Section 6: Going deeper: Introduction to deep neural networks
Let’s dig a little deeper. From this section on, we will explore deep neural networks. Most real-life dependencies cannot be modelled with a simple linear combination (as we have done so far). And because we want to be better forecasters, we need better models. Most of the time, this means working with a model that is more sophisticated than a liner model. In this section, we will talk about concepts like deep nets, non-linearities, activation functions, softmax activation, and backpropagation. Sounds a bit complex, but we have made it easy for you!
Section 7: Backpropagation. A peek into the mathematics of optimization
In order to get a truly deep understanding of deep neural networks, one must look at the mathematics of them. As backpropagation is at the core of the optimization process, we wanted to introduce you to it and prepared materials that will help you understand this topic better and have a better idea of what happens behind the curtain.
Section 8: Overfitting
Some of the most common pitfalls you can have when creating predictive models, and especially in deep learning is to either underfit or overfit your data. This means to either take less advantage of the machine learning algorithm than you could have due to insufficient training (underfitting), or alternatively create a model that fits the training data too much (over-train the model) that it is not suitable for a different sample (overfitting).
Section 9: Initialization
Initialization is the process in which we set the initial values of weights. It is an important aspect of building a machine learning model. You will learn how initialize the weights of your model and how to apply Xavier initialization.

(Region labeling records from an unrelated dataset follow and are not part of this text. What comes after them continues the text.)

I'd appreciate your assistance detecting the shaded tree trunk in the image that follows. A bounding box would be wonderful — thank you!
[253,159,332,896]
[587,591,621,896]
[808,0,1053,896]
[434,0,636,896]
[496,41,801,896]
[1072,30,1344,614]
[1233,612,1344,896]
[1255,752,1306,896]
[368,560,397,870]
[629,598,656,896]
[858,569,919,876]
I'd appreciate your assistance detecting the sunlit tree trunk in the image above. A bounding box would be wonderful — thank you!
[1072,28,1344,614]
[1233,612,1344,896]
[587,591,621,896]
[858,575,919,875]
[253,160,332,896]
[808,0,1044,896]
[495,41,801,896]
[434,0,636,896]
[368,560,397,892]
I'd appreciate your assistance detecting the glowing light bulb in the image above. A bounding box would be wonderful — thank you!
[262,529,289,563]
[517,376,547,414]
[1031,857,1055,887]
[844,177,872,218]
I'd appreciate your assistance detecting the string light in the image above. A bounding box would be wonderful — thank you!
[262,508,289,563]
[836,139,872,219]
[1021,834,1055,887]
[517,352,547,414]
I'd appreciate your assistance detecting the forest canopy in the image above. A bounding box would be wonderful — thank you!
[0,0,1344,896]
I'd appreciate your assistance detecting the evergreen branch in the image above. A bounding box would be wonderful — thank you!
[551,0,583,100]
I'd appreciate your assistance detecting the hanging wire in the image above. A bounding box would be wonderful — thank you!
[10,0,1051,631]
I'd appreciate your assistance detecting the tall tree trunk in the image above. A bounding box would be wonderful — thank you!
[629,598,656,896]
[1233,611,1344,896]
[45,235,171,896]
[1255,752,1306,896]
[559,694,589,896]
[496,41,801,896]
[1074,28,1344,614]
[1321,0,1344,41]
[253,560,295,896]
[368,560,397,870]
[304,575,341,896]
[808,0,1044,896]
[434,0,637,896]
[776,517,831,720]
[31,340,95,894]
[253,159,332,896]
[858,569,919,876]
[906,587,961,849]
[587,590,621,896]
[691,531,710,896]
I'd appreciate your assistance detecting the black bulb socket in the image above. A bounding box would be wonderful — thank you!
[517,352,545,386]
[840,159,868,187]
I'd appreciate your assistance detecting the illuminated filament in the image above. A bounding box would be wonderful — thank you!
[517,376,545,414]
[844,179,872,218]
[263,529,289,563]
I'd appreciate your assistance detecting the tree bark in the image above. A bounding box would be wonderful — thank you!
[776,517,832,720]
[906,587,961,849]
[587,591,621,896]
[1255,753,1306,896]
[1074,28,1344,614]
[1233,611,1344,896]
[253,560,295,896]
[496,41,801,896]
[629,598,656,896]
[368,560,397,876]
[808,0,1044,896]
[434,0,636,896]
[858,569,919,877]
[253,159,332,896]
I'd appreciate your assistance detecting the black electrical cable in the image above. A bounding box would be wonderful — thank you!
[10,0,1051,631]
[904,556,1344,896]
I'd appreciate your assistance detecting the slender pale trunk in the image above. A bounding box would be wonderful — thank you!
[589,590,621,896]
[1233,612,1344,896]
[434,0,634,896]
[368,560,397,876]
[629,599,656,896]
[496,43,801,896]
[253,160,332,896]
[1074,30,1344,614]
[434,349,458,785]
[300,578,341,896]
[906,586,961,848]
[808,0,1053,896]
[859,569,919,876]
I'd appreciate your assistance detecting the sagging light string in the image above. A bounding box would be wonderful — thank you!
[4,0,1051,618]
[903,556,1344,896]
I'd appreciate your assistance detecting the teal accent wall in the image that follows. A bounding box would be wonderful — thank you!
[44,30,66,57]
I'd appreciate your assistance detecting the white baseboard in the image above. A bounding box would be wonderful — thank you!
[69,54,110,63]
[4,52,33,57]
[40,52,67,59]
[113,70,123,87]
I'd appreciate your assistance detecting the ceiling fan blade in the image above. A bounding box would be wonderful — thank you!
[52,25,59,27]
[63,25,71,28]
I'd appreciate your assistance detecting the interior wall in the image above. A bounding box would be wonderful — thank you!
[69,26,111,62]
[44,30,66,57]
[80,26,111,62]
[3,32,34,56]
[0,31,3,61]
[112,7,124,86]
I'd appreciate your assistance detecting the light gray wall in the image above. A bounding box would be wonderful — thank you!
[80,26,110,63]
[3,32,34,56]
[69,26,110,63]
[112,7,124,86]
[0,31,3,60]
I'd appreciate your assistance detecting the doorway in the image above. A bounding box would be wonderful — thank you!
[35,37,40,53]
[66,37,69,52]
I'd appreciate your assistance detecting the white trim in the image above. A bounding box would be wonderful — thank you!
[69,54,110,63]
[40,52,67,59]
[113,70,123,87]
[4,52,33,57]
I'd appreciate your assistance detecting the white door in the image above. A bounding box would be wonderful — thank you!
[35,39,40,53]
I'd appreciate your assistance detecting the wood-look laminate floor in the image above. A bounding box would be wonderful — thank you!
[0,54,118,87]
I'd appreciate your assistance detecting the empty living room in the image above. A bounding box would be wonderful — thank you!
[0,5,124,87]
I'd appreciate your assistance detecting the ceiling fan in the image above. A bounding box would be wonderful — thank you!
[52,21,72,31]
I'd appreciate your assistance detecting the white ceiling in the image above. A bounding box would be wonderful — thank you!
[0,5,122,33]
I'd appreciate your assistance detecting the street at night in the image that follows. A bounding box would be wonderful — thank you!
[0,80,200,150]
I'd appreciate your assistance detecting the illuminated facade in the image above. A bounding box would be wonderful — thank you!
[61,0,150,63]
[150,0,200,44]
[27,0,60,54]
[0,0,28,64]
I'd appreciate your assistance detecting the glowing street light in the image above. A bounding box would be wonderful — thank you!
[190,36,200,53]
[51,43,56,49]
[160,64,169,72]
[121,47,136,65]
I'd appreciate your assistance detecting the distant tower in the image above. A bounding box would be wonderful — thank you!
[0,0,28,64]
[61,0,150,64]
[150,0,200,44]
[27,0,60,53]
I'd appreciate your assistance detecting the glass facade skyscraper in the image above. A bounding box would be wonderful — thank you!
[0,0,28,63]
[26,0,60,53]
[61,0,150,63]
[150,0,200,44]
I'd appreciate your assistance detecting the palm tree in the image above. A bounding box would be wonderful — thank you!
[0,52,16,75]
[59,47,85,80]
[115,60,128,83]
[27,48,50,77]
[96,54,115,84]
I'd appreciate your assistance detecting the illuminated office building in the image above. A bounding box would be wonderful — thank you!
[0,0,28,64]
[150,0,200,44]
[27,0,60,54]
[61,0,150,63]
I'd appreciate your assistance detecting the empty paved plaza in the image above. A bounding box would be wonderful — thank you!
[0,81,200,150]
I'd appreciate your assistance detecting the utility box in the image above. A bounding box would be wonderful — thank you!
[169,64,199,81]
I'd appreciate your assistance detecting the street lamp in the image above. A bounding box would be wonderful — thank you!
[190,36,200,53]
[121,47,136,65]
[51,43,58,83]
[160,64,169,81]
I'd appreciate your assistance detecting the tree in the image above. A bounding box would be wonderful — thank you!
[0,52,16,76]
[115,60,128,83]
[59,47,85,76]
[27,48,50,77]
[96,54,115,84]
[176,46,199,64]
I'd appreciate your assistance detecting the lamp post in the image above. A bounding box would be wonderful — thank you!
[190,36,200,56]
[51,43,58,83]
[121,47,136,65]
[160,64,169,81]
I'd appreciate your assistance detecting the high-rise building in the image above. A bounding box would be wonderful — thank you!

Section 10: Gradient descent and learning rates
The gradient descent iterates over the whole training set before updating the weights. Every iteration updates the weights in a relatively small way. You will learn common pitfalls related to this method and how to boost them, using stochastic gradient descent, momentum, learning rate schedules, and adaptive learning rates.
Section 11: Preprocessing
A large part of the effort data scientists make when creating a new model is related to preprocessing. This process refers to any manipulation we apply to the dataset before running it and training the model. Learning how to preprocess data is fundamental for anyone who wants to be able to create machine learning models, as no meaningful framework can simply take raw data and provide an answer. In this part of the course, we will show you how to prepare your data for analysis and modeling.
Section 12: The MNIST example
All the lessons so far will have given you a solid preparation. Your patience will now pay off when we start coding. Everything will fall in place nicely. The problem we will solve here is the “Hello, world” of machine learning. It is called MNIST classification and consists of 70,000 hand written digits. Together, we will create an algorithm that takes as input an image and then correctly determines, which number is shown in that image.
Section 13: Solving a real-life business case
Solving the MNIST example will have shown you that machine learning is not that hard after all, right? In this section, we will solve a real-life business case, such as the ones data scientists solve on the job. You will build a model that will determine how likely is it that a specific client will come back and buy another product from a company selling audiobooks. This is a great example of how machine learning can help a company optimize its marketing efforts and ultimately grow its bottom line results.
Section 14: Next steps
At this point we guide you how to continue your specialization and data science journey. In this section, we discuss what is further out there in the machine learning world, how Google’s DeepMind uses machine learning, what are RNNs, and what non-NN approaches are there.